Disaster Recovery (DR)
If a system fails, recovering from the incident quickly is always essential for an organization, and this is where the idea of disaster recovery comes into play.
Disaster recovery is a strategy that "allows an organization to maintain or quickly resume mission-critical functions after a disaster." IT organizations need features that enable data backup or automate the reconstruction of infrastructure, thus incurring minimal downtime, to be able to recover from a catastrophic event. This enables companies to sustain the productivity levels expected.
The Need for High Availability (HA) and Disaster Recovery (DR)
To guarantee business continuity, it is necessary to use both high availability AND disaster recovery technologies. High availability, as defined, protects us from day-to-day events that can affect device availability, such as hardware failure, network failure, load-induced failure, or other failures of the application. Having processes and technologies of high availability in place to ensure that these types of failures result in either limited or no effects, results in a highly accessible system. Disaster recovery comes into play when, as a consequence of natural disasters, user-induced data loss, security breaches, or site-wide failures, a significant outage is encountered.

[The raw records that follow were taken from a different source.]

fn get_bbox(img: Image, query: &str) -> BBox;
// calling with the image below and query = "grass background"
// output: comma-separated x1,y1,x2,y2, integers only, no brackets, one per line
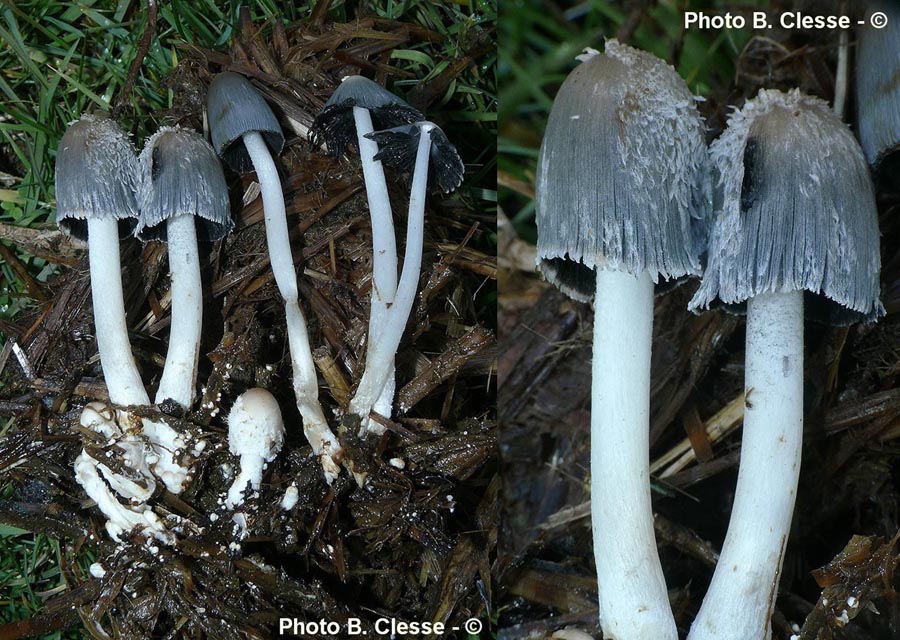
0,1,495,636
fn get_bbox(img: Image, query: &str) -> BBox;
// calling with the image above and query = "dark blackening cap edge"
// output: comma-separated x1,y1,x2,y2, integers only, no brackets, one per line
55,114,140,241
366,122,464,194
134,126,232,242
689,89,885,325
535,40,710,299
207,72,285,172
537,255,596,303
310,75,423,157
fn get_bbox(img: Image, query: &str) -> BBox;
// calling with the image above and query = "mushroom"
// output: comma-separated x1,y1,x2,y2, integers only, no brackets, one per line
687,89,883,640
535,42,708,640
207,72,341,482
856,1,900,190
310,76,424,428
348,121,464,428
225,388,285,509
57,116,193,496
135,126,231,409
55,114,148,407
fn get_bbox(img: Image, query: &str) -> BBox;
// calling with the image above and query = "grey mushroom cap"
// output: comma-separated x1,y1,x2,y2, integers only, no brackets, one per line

We have resilient backups available to recover data in a disaster situation, resulting in data loss, by obtaining backups of business-critical systems and holding offsite DR copies. In a system-wide catastrophe where an entire site could be offline, replication ensures we are safe. In the event of the main production site going down, resources can be diverted to the DR site by replicating virtual machines to a DR facility. In business-continuity planning, both high availability and catastrophe recovery are extremely significant. In the event of a major catastrophe, each plays a vital role in ensuring both day-to-day uptime and data recoverability.

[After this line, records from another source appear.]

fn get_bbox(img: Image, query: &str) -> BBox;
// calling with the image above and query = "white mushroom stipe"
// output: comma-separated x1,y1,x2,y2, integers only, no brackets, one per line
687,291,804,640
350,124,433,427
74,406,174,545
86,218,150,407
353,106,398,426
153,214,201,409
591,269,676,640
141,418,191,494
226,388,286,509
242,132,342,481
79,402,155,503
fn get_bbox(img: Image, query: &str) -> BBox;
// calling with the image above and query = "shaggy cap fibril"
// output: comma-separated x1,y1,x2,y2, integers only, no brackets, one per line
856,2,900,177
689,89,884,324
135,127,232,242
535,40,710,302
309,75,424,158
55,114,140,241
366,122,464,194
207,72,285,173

Key Elements of High Availability and Disaster Recovery
Distributed Approach
This approach suggests that the business control room and the enterprise customers on different computers, in addition to clustering automation everywhere and relevant data centre components.
The enterprise control room is fairly versatile to accommodate a large number of requests. Deploy multiple enterprise control room or enterprise client instances on multiple physical or virtual servers, as necessary.
Load Balancing
This is the method of spreading application or network traffic across multiple servers to protect service operations conducted by a load balancer and enables workloads to be spread across multiple servers. It ensures that all operations continue on clustered servers.
Databases
To protect the data, databases use their built-in failover. This allows data recovery from databases.

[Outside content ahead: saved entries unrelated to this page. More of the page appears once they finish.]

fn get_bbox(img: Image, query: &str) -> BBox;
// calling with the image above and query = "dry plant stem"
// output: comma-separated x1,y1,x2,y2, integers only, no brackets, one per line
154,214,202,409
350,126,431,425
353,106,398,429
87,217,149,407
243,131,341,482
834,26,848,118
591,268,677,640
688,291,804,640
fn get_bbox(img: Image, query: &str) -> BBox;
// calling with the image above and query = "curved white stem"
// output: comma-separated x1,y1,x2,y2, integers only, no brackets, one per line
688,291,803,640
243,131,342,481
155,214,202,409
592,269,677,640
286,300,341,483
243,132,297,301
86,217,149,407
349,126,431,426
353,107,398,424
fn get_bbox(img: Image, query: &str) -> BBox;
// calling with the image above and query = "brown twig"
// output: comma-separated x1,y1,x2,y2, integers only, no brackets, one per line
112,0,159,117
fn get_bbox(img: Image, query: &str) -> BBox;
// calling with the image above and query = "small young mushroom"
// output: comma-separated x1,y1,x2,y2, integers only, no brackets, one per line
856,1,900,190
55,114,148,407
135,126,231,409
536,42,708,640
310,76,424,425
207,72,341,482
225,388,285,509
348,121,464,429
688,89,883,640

- Set up synchronous replication between the main (active) and secondary (passive/standby) clustered MS SQL servers in the data centre between the HA clusters. In the event of a database node failure, this ensures consistency.
- Configure the database between the DR sites to provide asynchronous replication from the primary DR site (production) to the secondary DR site (recovery) that is at a geographically separated location from the primary DR site.